Sur la fixation du montant des créances
L’article L. 733-12 du Code de la consommation dispose en son troisième alinéa que le juge peut vérifier, même d’office, la validité des créances et des titres qui les constatent ainsi que le montant des sommes réclamées et s’assurer que le débiteur se trouve bien dans la situation définie à l’article L. 711-1.
Il résulte de l’article L.722-14 du code de la consommation que les créances figurant dans l’état d’endettement du débiteur dressé par la commission ne peuvent produire d’intérêts ou générer de pénalités de retard à compter de la date de recevabilité et jusqu’à la mise en œuvre des mesures prévues aux 1° et 2° de l’article L.724-1 et aux articles L.732-1, L.733-1, L.733-7 et L. 733-8.
Sur la créance [1]
Il ressort des pièces de la procédure que la créance de la société [1] HABITAT s’élève à la somme de 11 135,77 euros à la date du 4 mars 2026, comprenant des frais de procédure à hauteur de 1 613,31 euros, principalement des frais d’huissier et d’avocat, dont il n’est pas justifié, certains étant par ailleurs postérieurs à la décision de recevabilité.

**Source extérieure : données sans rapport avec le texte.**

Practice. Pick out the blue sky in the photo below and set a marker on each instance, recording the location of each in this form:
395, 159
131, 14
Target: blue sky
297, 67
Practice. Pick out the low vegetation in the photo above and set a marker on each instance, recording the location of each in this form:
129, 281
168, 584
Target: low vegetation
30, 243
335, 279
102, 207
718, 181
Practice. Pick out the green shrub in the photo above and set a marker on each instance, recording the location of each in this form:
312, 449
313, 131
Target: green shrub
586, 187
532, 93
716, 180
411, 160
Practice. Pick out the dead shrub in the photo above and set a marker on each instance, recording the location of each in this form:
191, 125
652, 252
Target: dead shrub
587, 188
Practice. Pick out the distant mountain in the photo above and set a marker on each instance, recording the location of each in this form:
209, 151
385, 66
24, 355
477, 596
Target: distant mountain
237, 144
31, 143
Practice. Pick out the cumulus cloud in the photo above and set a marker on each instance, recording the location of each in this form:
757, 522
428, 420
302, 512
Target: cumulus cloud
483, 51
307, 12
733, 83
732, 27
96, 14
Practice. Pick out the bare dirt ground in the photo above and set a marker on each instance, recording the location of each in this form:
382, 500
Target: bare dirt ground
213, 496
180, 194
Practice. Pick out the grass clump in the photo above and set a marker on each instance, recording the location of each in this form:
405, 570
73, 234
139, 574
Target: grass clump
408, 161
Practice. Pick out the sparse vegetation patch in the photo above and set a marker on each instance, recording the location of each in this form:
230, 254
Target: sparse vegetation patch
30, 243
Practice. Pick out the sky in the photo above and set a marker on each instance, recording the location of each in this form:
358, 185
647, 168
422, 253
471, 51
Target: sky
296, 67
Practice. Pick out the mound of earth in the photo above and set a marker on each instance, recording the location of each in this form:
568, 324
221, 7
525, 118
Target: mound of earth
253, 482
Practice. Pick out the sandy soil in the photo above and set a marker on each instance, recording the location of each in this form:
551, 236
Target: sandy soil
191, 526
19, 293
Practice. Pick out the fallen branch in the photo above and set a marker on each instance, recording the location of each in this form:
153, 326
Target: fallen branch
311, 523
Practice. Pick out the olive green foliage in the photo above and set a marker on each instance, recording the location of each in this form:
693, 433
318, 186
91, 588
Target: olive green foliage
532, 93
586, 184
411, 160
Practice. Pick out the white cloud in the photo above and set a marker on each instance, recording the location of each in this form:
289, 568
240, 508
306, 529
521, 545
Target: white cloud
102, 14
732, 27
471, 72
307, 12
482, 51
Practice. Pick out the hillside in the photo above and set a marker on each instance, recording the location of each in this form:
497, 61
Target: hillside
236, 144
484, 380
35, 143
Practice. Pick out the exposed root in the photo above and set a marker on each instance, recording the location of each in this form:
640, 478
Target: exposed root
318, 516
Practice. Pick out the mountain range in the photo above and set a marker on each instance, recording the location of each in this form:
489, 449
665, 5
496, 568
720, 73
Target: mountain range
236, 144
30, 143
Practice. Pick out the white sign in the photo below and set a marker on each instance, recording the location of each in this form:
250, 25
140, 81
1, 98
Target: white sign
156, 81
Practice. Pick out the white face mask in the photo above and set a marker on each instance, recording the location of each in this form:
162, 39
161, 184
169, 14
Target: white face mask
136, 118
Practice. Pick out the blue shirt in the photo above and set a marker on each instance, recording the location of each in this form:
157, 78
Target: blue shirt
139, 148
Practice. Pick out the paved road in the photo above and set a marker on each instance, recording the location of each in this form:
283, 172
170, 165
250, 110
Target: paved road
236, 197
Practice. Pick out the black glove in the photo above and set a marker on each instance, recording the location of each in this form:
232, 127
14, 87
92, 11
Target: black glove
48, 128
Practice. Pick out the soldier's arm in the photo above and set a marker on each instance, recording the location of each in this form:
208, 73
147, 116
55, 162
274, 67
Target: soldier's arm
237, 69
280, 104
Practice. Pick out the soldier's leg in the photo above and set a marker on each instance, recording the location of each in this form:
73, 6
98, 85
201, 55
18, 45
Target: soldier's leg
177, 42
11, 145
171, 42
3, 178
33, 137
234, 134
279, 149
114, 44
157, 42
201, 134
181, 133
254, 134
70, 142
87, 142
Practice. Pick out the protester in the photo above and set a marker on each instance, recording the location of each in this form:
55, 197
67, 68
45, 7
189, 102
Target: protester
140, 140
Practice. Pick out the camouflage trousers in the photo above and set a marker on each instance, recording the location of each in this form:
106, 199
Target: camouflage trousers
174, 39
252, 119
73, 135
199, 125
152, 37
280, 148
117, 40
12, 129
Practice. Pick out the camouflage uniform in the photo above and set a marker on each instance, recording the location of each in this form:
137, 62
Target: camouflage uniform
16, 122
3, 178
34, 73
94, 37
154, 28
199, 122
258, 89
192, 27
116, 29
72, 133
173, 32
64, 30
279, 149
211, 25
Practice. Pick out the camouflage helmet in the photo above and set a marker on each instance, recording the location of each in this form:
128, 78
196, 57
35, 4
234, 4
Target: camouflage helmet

Il convient par conséquent de fixer la créance de la société [1] HABITAT à la somme de 9 522,46 euros pour les besoins de la procédure.
Sur la créance de [2]
Par courrier du 3 novembre 2025, [2] fait état d’une créance de 274,88 euros, alors que la commission a retenu une créance de 150 euros.
Cependant elle ne justifie pas des frais réclamés postérieurement à la recevabilité du dossier de Monsieur [B] [W], ni du caractère contradictoire de sa demande.
Il n’y sera par conséquent pas fait droit.
Les autres créanciers n’ont pas produit de courriers de sorte qu’il n’y a pas lieu par conséquent de modifier l’état détaillé des dettes pour le surplus.
PAR CES MOTIFS
Le juge des contentieux de la protection au sein du Tribunal Judiciaire de Nancy, chargé des procédures de surendettement des particuliers, statuant publiquement, par jugement réputé contradictoire, rendu en dernier ressort et non susceptible de pourvoi, mis à disposition au greffe,
DIT la SA [1] HABITAT, recevable en son recours formé à l’encontre de la décision de recevabilité rendue le 28 mai 2024 par la commission de surendettement des particuliers de Meurthe-et-Moselle ;
DÉCLARE recevable la demande de règlement de la situation financière de Monsieur [B] [W] par la procédure de traitement de leur situation de surendettement ;
FIXE la créance de la SA [1] HABITAT à la somme de 9 522,46 euros pour les besoins de la procédure ;
MAINTIENT pour le surplus les montants des créances tels que fixés par la commission de surendettement le 7 juin 2024 ;
RENVOIE le dossier à la commission de surendettement des particuliers de Meurthe et Moselle pour poursuite de la procédure ;
DIT que la présente décision sera notifiée à chacune des parties par le Greffe par lettre recommandée avec demande d’avis de réception, une copie étant adressée par lettre simple à la Commission, conformément aux dispositions de l’article R. 713-11 du code de la consommation ;
RAPPELLE que le présent jugement, immédiatement exécutoire ;
LAISSE les dépens à la charge du Trésor public.
Ainsi jugé et prononcé par mise à disposition au greffe le 13 mai 2026.